What happened
On 25 June 2026, OpenAI published a piece on its site titled "How agents are transforming work." The article makes a single argument: AI agents, and in particular OpenAI's own coding agent Codex, are being handed bigger and more involved jobs than before, and by a wider mix of people inside companies rather than only software developers.
An agent here means a language model wired into a loop, so it can take several steps on its own toward a goal, calling tools and checking its own work along the way, instead of answering one question and stopping. OpenAI's claim is that, over the past year, people have started trusting this kind of tool with tasks that used to take a person half an hour or more.
To support that, OpenAI shares a set of usage figures drawn from its own product. By its account, active Codex users grew several times over in the first half of 2026, a larger share of requests was aimed at longer tasks, and use spread into non-technical teams such as Legal, Finance, and Recruiting. One detail is worth holding onto: every one of those numbers comes from OpenAI itself, measured on its own service. Same-day coverage of the piece, including from Axios and The Next Web, made the same point, noting that none of the figures have been checked by an outside party and that OpenAI both builds and sells the tool it is measuring.
So the honest summary is narrower than the headline. A company that sells AI agents published its own data arguing that AI agents are catching on. That is interesting and plausible, but it is a vendor's report about its own product, not an independent study of how work is changing.
Why it matters
This piece is a good moment to get clear on what an agent is, because the word is doing a lot of work in AI marketing right now. Picture an ordinary chatbot built on a language model: you ask, it answers, and the exchange ends. An agent is the same kind of model placed inside a loop. You give it a goal, and it can take several steps toward that goal on its own, run a tool, look at the result, and decide what to do next, before it comes back to you. That is the whole difference, and it is less dramatic than "autonomous worker" makes it sound.
What OpenAI is reporting, if the trend is real, is that people are comfortable handing these loops longer jobs than they used to. A year ago you might have asked an agent for a quick snippet. Now, per OpenAI's data, more requests look like work that would take a person half an hour or more. For a small team, that is the part worth noticing, not the exact percentages. It points to a change in how the tools get used: less "answer this one thing," and more "take this small, well-defined task off my plate and show me what you did."
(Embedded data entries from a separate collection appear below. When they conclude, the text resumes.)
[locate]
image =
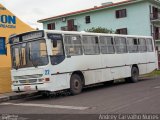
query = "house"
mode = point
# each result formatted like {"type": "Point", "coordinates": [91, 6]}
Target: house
{"type": "Point", "coordinates": [134, 17]}
{"type": "Point", "coordinates": [9, 24]}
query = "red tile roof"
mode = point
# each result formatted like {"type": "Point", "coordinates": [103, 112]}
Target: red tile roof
{"type": "Point", "coordinates": [87, 10]}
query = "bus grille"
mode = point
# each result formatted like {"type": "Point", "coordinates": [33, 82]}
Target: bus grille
{"type": "Point", "coordinates": [28, 76]}
{"type": "Point", "coordinates": [28, 81]}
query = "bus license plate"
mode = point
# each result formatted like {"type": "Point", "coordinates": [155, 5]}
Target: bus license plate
{"type": "Point", "coordinates": [27, 87]}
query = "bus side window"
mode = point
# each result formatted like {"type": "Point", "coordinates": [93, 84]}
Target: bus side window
{"type": "Point", "coordinates": [106, 44]}
{"type": "Point", "coordinates": [132, 45]}
{"type": "Point", "coordinates": [149, 45]}
{"type": "Point", "coordinates": [73, 45]}
{"type": "Point", "coordinates": [90, 45]}
{"type": "Point", "coordinates": [142, 45]}
{"type": "Point", "coordinates": [120, 44]}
The caution sits right next to it. An agent that takes several steps on its own is also an agent that can be confidently wrong for several steps, so the longer the leash, the more the review at the end matters. And because the adoption figures here are OpenAI's own, measured inside the company that profits from them, they are a reason to try the tools yourself rather than a reason to assume everyone else already has.
What to do next
- Treat the report as a vendor's case, not a verdict. OpenAI is describing its own product with its own numbers, and outlets like Axios and The Next Web flagged that the data is self-reported. Read it for the idea, not the statistics.
- Try an agent on one small, well-scoped task. Pick something you can check quickly, like drafting a short script or tidying up a file, and judge it on that result. An agent should earn trust on small jobs before you hand it larger ones.
- Keep a human review step at the end. Because an agent acts over several steps, a mistake made early can carry all the way through, so read what it did before you ship or send anything.
- You do not need to be a developer to start. The clearest claim in the piece is that non-technical teams are using these tools too, so if a repetitive workflow eats your week, it is reasonable to test whether an agent can take a piece of it.
This briefing summarizes a 25 June 2026 article that OpenAI published about its own agent products, along with same-day coverage from Axios and The Next Web, and links to those sources rather than reporting anything new. The usage figures it describes are OpenAI's own self-reported data and have not been independently verified.